Hamilton Gardens truly deserve all of its accolades. Entering each of the enclosed gardens is like being instantly transported to a different country or era.
The Ancient Egyptian Garden features a ‘temple’, with hieroglyphics decorating walls, a rectangular pool with pergolas on either side supporting grapevines, and Egyptian cat statues sitting stately below. It’s quite a dramatic experience.
I still can’t decide on my favourite garden: perhaps the Italian Renaissance Garden where orange trees grow in terracotta pots, a Romeo and Juliet-type balcony is covered in climbing vines, and fountains trickle.
Or perhaps the Indian Char Bagh Garden blooming with orange and gold-toned flowers that brought back recollections of the Taj Mahal. Alice in Wonderland was brought to mind in the Surrealist Garden where a giant wheelbarrow, door, spade, and tap feature, and in the Tudor Garden, I expected the Queen of Hearts to storm between knot gardens featuring green and white striped poles with mythical beasts atop.
Three new gardens – Pasifika, Baroque, and Medieval – are presently being created, so a return visit is definitely on the cards.
The Tree Church and Gardens
After Hamilton Gardens, we drove approximately 20km towards Te Awamutu and discovered that we hadn’t yet had our fill of garden experiences. Nestled into Ōhaupō, the Tree Church and Gardens is well worth a visit (open from the end of October through until the end of April) and available for weddings and events.

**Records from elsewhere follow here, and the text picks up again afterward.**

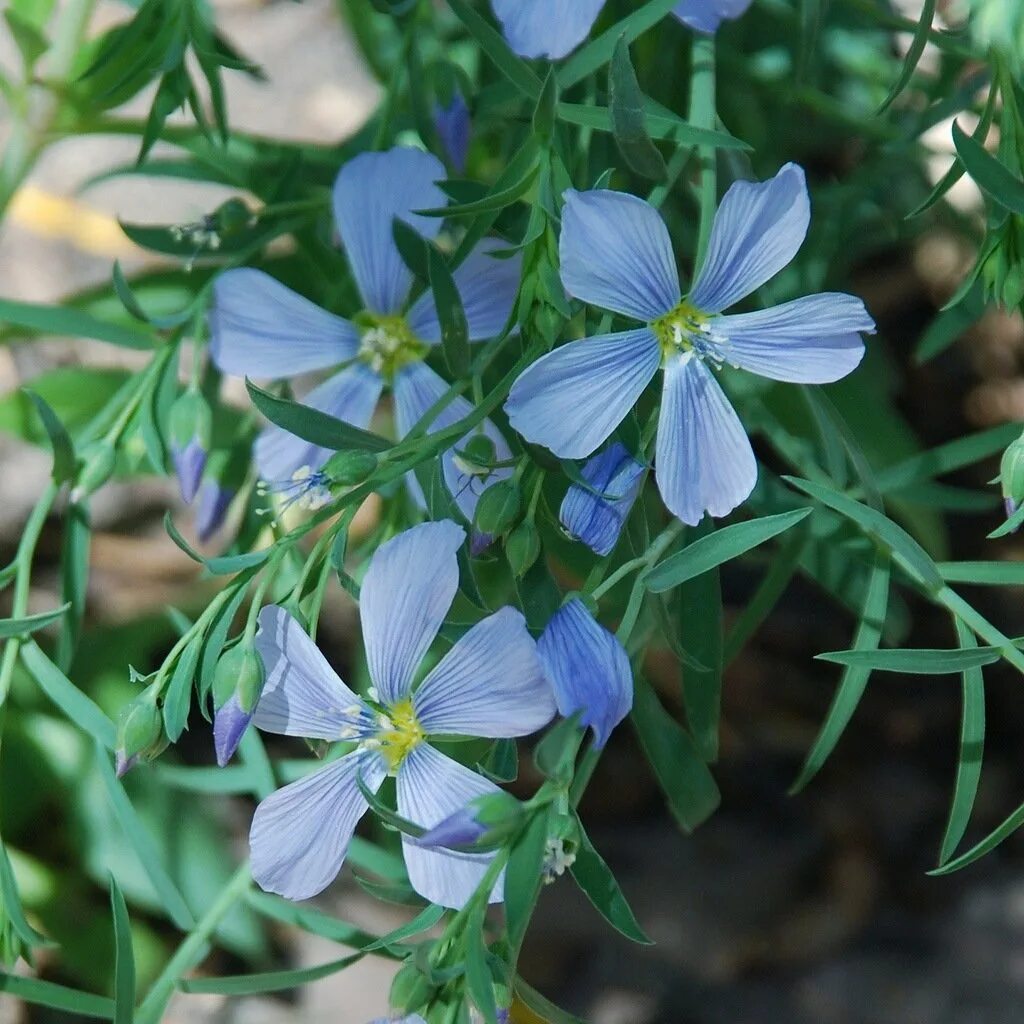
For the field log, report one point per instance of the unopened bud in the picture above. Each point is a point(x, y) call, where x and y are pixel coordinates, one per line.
point(499, 507)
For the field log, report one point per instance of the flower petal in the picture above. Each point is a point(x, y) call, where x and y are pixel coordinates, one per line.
point(417, 387)
point(300, 834)
point(406, 593)
point(259, 328)
point(813, 340)
point(588, 668)
point(489, 684)
point(546, 28)
point(302, 694)
point(487, 287)
point(597, 519)
point(371, 190)
point(431, 787)
point(757, 231)
point(570, 399)
point(616, 254)
point(704, 459)
point(350, 395)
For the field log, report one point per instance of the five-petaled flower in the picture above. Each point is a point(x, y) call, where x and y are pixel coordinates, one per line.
point(489, 684)
point(260, 328)
point(615, 253)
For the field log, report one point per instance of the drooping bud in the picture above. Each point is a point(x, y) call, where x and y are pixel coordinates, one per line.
point(349, 468)
point(588, 669)
point(499, 507)
point(189, 428)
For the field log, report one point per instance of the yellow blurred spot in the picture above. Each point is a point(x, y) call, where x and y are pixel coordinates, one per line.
point(59, 217)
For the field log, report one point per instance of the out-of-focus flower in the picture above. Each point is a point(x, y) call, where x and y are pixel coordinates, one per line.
point(615, 253)
point(488, 684)
point(588, 668)
point(597, 516)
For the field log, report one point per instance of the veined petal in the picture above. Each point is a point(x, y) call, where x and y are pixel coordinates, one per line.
point(350, 394)
point(406, 593)
point(813, 340)
point(570, 399)
point(300, 834)
point(371, 190)
point(757, 231)
point(616, 254)
point(588, 668)
point(302, 694)
point(417, 387)
point(432, 787)
point(597, 519)
point(704, 460)
point(489, 684)
point(259, 328)
point(487, 287)
point(546, 28)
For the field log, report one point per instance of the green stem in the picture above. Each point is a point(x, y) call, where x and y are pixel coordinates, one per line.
point(194, 948)
point(702, 116)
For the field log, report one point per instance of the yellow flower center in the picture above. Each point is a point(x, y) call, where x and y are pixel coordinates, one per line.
point(388, 344)
point(400, 734)
point(687, 329)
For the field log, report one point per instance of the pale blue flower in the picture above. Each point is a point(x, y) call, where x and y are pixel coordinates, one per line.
point(259, 328)
point(597, 516)
point(546, 28)
point(707, 15)
point(489, 684)
point(615, 253)
point(588, 668)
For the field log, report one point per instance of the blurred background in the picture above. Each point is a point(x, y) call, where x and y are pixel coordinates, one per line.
point(806, 909)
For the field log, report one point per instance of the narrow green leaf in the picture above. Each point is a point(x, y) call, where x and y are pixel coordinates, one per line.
point(22, 627)
point(46, 993)
point(452, 316)
point(65, 463)
point(723, 545)
point(124, 960)
point(854, 681)
point(65, 322)
point(972, 741)
point(312, 425)
point(685, 779)
point(918, 662)
point(991, 176)
point(82, 711)
point(915, 49)
point(595, 879)
point(629, 127)
point(143, 846)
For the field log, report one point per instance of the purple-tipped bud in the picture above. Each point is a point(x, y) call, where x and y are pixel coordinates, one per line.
point(188, 465)
point(454, 128)
point(596, 517)
point(229, 724)
point(214, 500)
point(588, 669)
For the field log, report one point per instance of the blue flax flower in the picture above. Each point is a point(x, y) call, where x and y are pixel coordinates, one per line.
point(588, 669)
point(259, 328)
point(597, 516)
point(707, 15)
point(546, 28)
point(615, 253)
point(488, 684)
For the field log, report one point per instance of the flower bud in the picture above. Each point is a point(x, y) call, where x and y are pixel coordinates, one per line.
point(1012, 475)
point(349, 468)
point(189, 428)
point(588, 669)
point(522, 547)
point(499, 507)
point(97, 467)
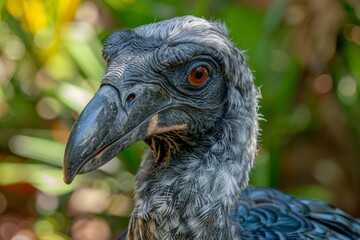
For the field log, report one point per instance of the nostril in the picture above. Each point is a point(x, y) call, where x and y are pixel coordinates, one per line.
point(130, 97)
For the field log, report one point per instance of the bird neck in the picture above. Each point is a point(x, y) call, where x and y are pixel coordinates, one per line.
point(190, 196)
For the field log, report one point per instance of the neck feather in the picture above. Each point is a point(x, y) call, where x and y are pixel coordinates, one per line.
point(190, 197)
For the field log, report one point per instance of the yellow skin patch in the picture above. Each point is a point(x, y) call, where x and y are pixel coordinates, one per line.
point(155, 129)
point(162, 141)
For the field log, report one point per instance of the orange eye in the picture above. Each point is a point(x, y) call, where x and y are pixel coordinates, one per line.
point(198, 75)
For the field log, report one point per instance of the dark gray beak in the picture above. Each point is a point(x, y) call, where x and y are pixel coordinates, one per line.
point(103, 130)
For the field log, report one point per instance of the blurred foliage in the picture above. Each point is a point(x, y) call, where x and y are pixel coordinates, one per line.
point(305, 56)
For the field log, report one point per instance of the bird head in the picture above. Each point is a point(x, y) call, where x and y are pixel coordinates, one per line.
point(167, 83)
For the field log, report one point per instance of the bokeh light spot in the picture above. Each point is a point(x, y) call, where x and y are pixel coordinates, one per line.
point(89, 200)
point(323, 83)
point(46, 204)
point(3, 203)
point(8, 229)
point(347, 86)
point(14, 48)
point(280, 60)
point(88, 12)
point(44, 38)
point(24, 234)
point(90, 229)
point(346, 90)
point(47, 108)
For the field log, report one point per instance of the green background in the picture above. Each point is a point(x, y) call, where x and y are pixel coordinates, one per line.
point(306, 59)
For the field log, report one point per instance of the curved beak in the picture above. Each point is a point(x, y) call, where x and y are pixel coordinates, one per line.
point(102, 131)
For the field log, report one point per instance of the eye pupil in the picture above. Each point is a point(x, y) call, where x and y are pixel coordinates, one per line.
point(199, 75)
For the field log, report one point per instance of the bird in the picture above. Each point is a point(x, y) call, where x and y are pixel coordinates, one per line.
point(183, 87)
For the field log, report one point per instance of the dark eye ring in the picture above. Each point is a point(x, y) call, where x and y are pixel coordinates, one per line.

While the entire gardens are stunning, it’s the Tree Church that’s the most remarkable centrepiece. Cut leaf Alder (Alnus Imperialis) have been trained to form a roof over a steeply pitched wrought-iron frame, and the church walls are a mix of several different tree varieties. Surrounded by miniature hedges, with wrought-iron gates and trees pruned into lollipop shapes at its entrance, it’s an incredibly special place.
The formal garden covers 2.5 hectares and includes a circular contemplation path, an avenue of ramrod straight, white-barked Himalayan Birch, a Japanese-themed garden, and ponds and flower gardens among mature oak, maples, ginkgo, poplar, and other species.
The Olde Creamery Café
Our appreciation of nature satisfyingly quenched, we headed to The Olde Creamery Café on Kaipaki Road, as you head back towards Cambridge from Ōhaupō. Just eight kilometres from Mystery Creek, the creamery was built in 1892 and moved to Kaipaki Road in 1900. Milk was taken from there to Mystery Creek and transported by barge to Te Rapa. Later, it became a fertiliser works and bulk store. Today, in a park-like setting opposite a charming, white villa, the rust-red building displays yesteryear memorabilia – chocolate boxes, tins, antique china on wooden dressers, and a lovely gift shop.
Polished timber floors and corrugated iron halfway up walls give it a rustic, olde world feeling, but we settled in the courtyard, enclosed by walls zigzagged with espalier, sitting beneath the shady arbour looking out to a white gazebo, ornamental hedges and a giant chess set. Victorian High Teas are popular here and there’s a lunch menu, but we chose lavender potted scones. Made using the seeds of an English lavender variety, they’re baked in terracotta pots and apparently make the kitchen smell lovely. With cream and jam, they were delicious. A perfect way to finish our Hamilton stay.